Still, there is something I can take away from the course. While RAMCloud doesn't have a tiny amount of memory to work with, my brain does. If my brain's memory is running low, despite the performance penalties involved, I need to write thoughts down and store them for later use. Otherwise, I'll forget what I've been thinking about and have to start all over.

In its current form, RAMCloud is an elegant but complex beast. We have a lot of design choices to work out, and we can't just take them one at a time. As I race from thinking about one design concern to the next, I rarely take the time to record my thoughts well enough to easily pick up the discussion later. The next time I come back to a topic, my brain panics, assuming that it's a new problem with no clear solution. Then, thousands of IOs later, I slowly pick up on my old train of thought. It's a waste of time. It's even worse when I interrupt other people and get them freaking out over the same thing, only to re-discover the solution together a few minutes later.

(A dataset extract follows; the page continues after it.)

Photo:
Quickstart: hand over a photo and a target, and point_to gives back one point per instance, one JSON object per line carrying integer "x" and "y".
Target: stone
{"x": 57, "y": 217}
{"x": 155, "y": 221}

I just read an excerpt from Switch: How to Change Things When Change Is Hard by Chip and Dan Heath, which has two great examples of how costly interruptions can be. In the first, nurses make mistakes with medications because others (surgeons, even) are interrupting them. In the second example, hitting closer to home, software engineers delay their release schedule substantially by interrupting each other. I feel guilty. I've been interrupting my officemates and group members too much, and I think it's hurting everyone.

Here's what I'm going to do

To interrupt someone, I have to knock on an imaginary door. I'm going to make the person inside stop what they're doing, get up, walk to the door, and open it for me. By the time they get back to what they're doing, they will have trouble picking it back up. I need to justify why I'm knocking, and I need to come prepared.

Next, when I'm done with that conversation, or when I'm done with any task, that's a door I'm closing. Someone, maybe me, will eventually come back and open that door. It's my responsibility now to not waste their time later. If there's something they will need to know, it's up to me to write that down while I still remember.